Das Internet und andere Kommunikationsnetze wachsen unaufhaltsam. Um nützliche Informationen zu angeln, tauchen wir zunehmend in ein Meer multimedialer Daten ein. Müssen wir dabei nicht fürchten zu ertrinken? Die Berliner Kommunikations-wissenschaftler Prof. Dr. Axel Zerdick und Dr. Ulrich T. Lange sowie die Soziologin Dr. Ute Hoffmann geben Auskunft darüber, wie wir im Globalen Dorf leben werden.

Inwieweit verändert das Globale Dorf der Zukunft unser reales Bürgertum?

Prof. Dr. Axel Zerdick: Für Marshall McLuhan, der diesen Begriff prägte, war das „Globale Dorf“ immer auch eine Schreckensvision, denn „Dorf“ bedeutete für ihn soziale Kontrolle. Die heutige Bewunderung dieses Begriffs übertreibt die Bedeutung virtueller Beziehungen. Eine elektronische Brieffreundschaft per E-Mail beispielsweise ist 12-14jährigen angemessen. Viel wichtiger ist aber, daß real existierende Probleme von der globalen Gesellschaft besser gelöst werden können – natürlich auch mit Hilfe technischer Mittel wie dem Internet.

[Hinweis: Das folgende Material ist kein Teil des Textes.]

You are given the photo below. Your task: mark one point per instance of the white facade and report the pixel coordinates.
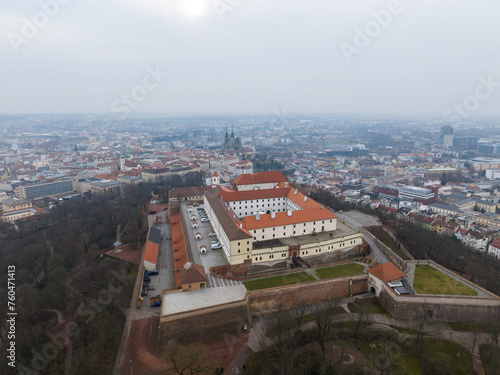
(251, 207)
(291, 230)
(494, 252)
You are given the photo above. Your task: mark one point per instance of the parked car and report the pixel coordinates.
(394, 284)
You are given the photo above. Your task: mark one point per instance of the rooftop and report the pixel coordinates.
(283, 218)
(343, 231)
(260, 178)
(387, 272)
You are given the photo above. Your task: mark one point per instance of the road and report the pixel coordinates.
(377, 253)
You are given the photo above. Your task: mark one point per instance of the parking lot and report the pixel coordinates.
(211, 258)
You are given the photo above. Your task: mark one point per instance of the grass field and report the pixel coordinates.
(429, 280)
(271, 282)
(387, 240)
(343, 270)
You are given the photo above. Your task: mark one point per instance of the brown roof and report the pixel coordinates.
(231, 228)
(151, 253)
(387, 272)
(282, 218)
(193, 273)
(259, 178)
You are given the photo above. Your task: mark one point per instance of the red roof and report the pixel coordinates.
(259, 178)
(282, 218)
(496, 243)
(387, 272)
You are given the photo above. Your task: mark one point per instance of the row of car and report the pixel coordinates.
(203, 214)
(146, 285)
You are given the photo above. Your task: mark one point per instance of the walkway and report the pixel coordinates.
(357, 220)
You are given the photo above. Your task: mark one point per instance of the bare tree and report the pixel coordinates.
(324, 319)
(424, 320)
(188, 360)
(359, 320)
(281, 337)
(299, 315)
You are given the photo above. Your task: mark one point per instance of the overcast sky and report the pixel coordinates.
(249, 56)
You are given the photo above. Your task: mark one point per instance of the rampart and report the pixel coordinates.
(444, 308)
(203, 324)
(267, 301)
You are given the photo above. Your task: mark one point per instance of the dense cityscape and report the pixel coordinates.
(209, 187)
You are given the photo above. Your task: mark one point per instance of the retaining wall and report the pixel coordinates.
(267, 301)
(449, 309)
(203, 324)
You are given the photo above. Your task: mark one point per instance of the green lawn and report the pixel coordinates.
(343, 270)
(271, 282)
(429, 280)
(387, 240)
(370, 308)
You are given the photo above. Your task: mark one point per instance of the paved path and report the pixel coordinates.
(377, 253)
(217, 282)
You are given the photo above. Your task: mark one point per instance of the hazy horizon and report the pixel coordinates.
(235, 57)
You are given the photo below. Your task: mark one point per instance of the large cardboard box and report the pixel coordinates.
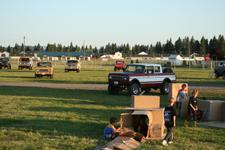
(155, 122)
(138, 101)
(174, 88)
(212, 109)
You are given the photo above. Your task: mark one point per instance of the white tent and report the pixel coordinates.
(142, 54)
(176, 60)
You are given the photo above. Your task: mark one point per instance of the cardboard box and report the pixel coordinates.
(138, 101)
(156, 131)
(212, 109)
(174, 88)
(155, 122)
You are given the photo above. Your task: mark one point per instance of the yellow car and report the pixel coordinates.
(44, 69)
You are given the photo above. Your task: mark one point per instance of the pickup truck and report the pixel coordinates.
(141, 77)
(119, 65)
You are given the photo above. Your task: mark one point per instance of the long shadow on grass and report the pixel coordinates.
(55, 127)
(83, 113)
(24, 77)
(68, 96)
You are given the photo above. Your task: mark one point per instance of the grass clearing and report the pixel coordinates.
(39, 118)
(97, 72)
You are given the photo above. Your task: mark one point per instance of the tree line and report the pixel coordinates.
(214, 47)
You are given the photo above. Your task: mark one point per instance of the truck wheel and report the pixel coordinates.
(134, 89)
(113, 89)
(164, 89)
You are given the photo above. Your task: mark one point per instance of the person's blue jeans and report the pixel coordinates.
(169, 134)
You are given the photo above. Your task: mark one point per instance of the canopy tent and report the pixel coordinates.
(142, 54)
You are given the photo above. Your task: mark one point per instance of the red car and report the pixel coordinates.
(119, 65)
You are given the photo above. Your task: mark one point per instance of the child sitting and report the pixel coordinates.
(110, 131)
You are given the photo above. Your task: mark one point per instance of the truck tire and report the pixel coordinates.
(134, 89)
(164, 89)
(113, 90)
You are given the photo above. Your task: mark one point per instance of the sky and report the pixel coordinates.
(98, 22)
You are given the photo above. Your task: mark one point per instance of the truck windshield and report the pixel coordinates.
(44, 64)
(135, 68)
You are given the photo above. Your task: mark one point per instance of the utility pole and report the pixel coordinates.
(24, 46)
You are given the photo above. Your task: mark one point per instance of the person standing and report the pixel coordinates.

Dr. Ulrich T. Lange: Ein Stichwort in diesem Zusammenhang ist „Glocation“: Das Globale und das Lokale wachsen auf eine völlig neue Weise zusammen. Das Globale inspiriert mich, mein regionales Umfeld anders zu erleben. Mit einem Schwulen in Los Angeles verbindet einen Homosexuellen in Berlin mehr in Bezug auf Lebensart als mit einem Bauern aus Brandenburg. Statt Nationalstaaten haben wir heute weltweite Geschmacksgemeinschaften. Auf der anderen Seite steht die Re-Nationalisierung des Internets bevor: Per Internet werden bei einem größeren Nutzerkreis auch „Normalbürger“ angesprochen, die dann neue Ansprüche aus ihrem sprachlichen und kulturellen Umkreis entwickeln.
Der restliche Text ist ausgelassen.